Problem. Media creates Fear and Concern. New Federal agency is created to deal with Problem. Agency Budget grows year over year. Repeat.

[HUD. American Cities are better now? Housing is more affordable now? BS agency. Black Cabinet post.]

The government creates market imbalances between buyers and sellers.

Prohibition. For the Children! Who wins? Crime and the State. Who loses? The People.

Radical Marijuana's picture

Banksters were able to skim the cream of the profits from making drugs illegal.

"Drugs are illegal becaue they make more money."

"Cocaine should cheaper to produce than sucrose."

Cordeezy's picture

cheap labor from Venezuela allowing for record profits.

Burltron's picture

Trump is a moron here.  Its real simple. The war on drugs can't ever be won therefore is an exercise in futility.  Waste of money and lives.

Sonny Brakes's picture

Like time, money is easy to waste when they're wasting yours.

Ignorance is bliss's picture

I think you miss the point. The point is war..not winning the war.The war footing, the contracts, the money. Those are the points.

css1971's picture

That War On Drugs.

Awesomly effective!

It's almost as if it's not meant to be effective... As if it has a different purpose.

SillySalesmanQuestion's picture

The 40 year "War on Drugs," has been a monumental success...


TheLastTrump's picture

Put that shit on sale then, let the party begin!

JohnG's picture

Finally, the first relatively good news in weeks.

e_goldstein's picture

Wall Steet should be happy there will be snow at Christmas.

pparalegal's picture

But globalization and offshoring is good. If US corporations control it.

tripletail's picture

Another bumper crop for the CIA. /s

mtkd's picture

Re-evaluating my bail out location - on this data point.

Vageling's picture

LoL! Mr. "Montana" was from GuuBaa, not Blowlumbia. But this ain't news. That so called war on drugs created so many more drugs. 

peddling-fiction's picture

Castro threw out the criminal scum. Marielitos...

MaxThrust's picture

I am 60 and now retired. I would like to try some of that Banker dust.

Indelible Scars's picture

Do it.
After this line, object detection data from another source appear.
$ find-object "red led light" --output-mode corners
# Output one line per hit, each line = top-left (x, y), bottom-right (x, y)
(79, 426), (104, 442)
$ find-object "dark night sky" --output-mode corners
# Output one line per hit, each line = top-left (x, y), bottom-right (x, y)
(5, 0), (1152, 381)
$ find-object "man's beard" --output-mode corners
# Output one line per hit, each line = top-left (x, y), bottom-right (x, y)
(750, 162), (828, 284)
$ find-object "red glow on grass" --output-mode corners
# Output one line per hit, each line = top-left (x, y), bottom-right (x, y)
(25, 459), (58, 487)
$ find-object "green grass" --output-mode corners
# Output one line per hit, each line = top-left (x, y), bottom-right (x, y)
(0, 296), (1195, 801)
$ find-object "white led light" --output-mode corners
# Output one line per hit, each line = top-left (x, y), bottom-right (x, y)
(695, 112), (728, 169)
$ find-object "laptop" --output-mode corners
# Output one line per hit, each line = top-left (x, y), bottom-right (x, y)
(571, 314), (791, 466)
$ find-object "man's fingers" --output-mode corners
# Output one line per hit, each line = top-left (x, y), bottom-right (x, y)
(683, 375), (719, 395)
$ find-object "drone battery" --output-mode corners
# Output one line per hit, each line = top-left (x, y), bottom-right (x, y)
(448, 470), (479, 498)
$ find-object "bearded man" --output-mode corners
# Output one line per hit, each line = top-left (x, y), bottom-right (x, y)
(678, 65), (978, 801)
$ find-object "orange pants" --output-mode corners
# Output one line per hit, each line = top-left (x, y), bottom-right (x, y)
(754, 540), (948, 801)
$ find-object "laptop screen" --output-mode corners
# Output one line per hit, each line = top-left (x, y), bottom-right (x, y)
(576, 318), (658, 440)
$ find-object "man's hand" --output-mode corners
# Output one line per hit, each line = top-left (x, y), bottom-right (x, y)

It's pretty cool but it's short lived. I haven't tried any for about 20 years. Well, maybe more. Guess I didn't get the 'hooked' memo back then. I did know some guys that fucked their lives up bad though.

sheikurbootie's picture

I watched a group of friends in college fall into the cocaine snow drift in the mid-80's.  They never recovered and ruined their lives.  None of them crawled out of the hole they dug for themselves.